The Court observed that, pursuant to the Supreme Court’s 2016 decision in the RJR Nabisco case, RICO applied to conduct outside the US to the extent the “pattern of racketeering activity” alleged was based on violations of statutes that themselves had extraterritorial effect. The Court proceeded to identify RICO predicate violations alleged in the complaint that may have extraterritorial effect: money laundering (18 USC § 1956) and the related claim of aiding and abetting the money laundering; engaging in monetary transactions in criminally-derived property (id. § 1957(d)(2)); transportation of fraudulently-taken goods (id. § 2314); receipt and disposal of illegally-taken goods (id. § 2315); and wire fraud (id. § 1343). The Court found that § 1956 and its aiding and abetting claim as well as § 1957(d)(2) had extraterritorial effect under the conditions stated in those statutes; two provisions (18 USC §§ 2314 and 2315) arguably had language calling for extraterritorial application, and the extraterritoriality of a third, wire fraud under § 1343, was the subject of disagreements among courts. Ultimately, however, the Court concluded it was unnecessary to resolve these issues because adequate US conduct had been alleged to state a RICO violation regardless of the geographic scope of the predicate offenses.
The Court then turned to the question whether a private Civil RICO claim could be brought in light of the RJR Nabisco decision’s requirement that a plaintiff in such case show a US “domestic” injury.
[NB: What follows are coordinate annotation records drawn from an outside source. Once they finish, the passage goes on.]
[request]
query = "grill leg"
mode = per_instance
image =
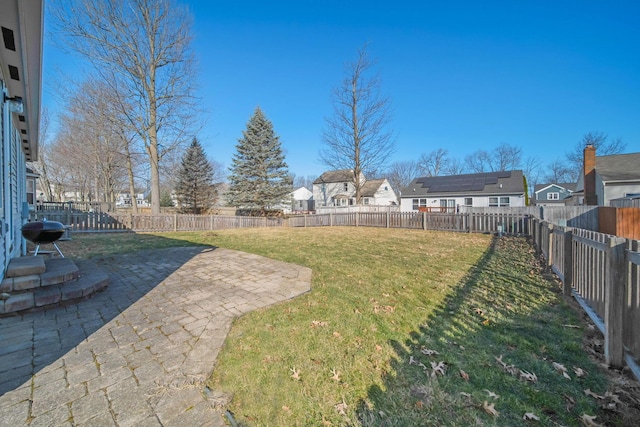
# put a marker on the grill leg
(58, 249)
The parties differed as to the proper analysis for determining where an injury had occurred—the plaintiffs favoring either the place where the acts causing the injury took place or the location of the property when it was harmed (both pointing to the US), and the defendant looking to the “locus of the [ex-US] injury.” The Court again declined to address the analytical question definitively. Rather, it noted the complaint alleged injuries to the plaintiffs’ ability to seek legal recovery through Swiss proceedings, and various other costs borne by the plaintiffs, concluding that the injuries “were suffered by the plaintiffs in the only location where the plaintiffs were located”—in the Cayman Islands. The Court added that the complaint alleged significant acts occurring outside the US, and as to other acts no location could be determined, leaving many of the claims “gutted” from the standpoint of showing a US injury. For these reasons, the plaintiffs’ RICO claims were dismissed.
[Editor’s note: The “domestic injury” requirement for a private right of action for violations of § 1962(d) was recently the subject of an article by editors of The World in US Courts, and may be found here. The article points out that none of the cases that had then sought to interpret the RJR Nabisco “domestic injury” requirement appeared to follow the methodology required by that case. Absolute Activist adds to that record.]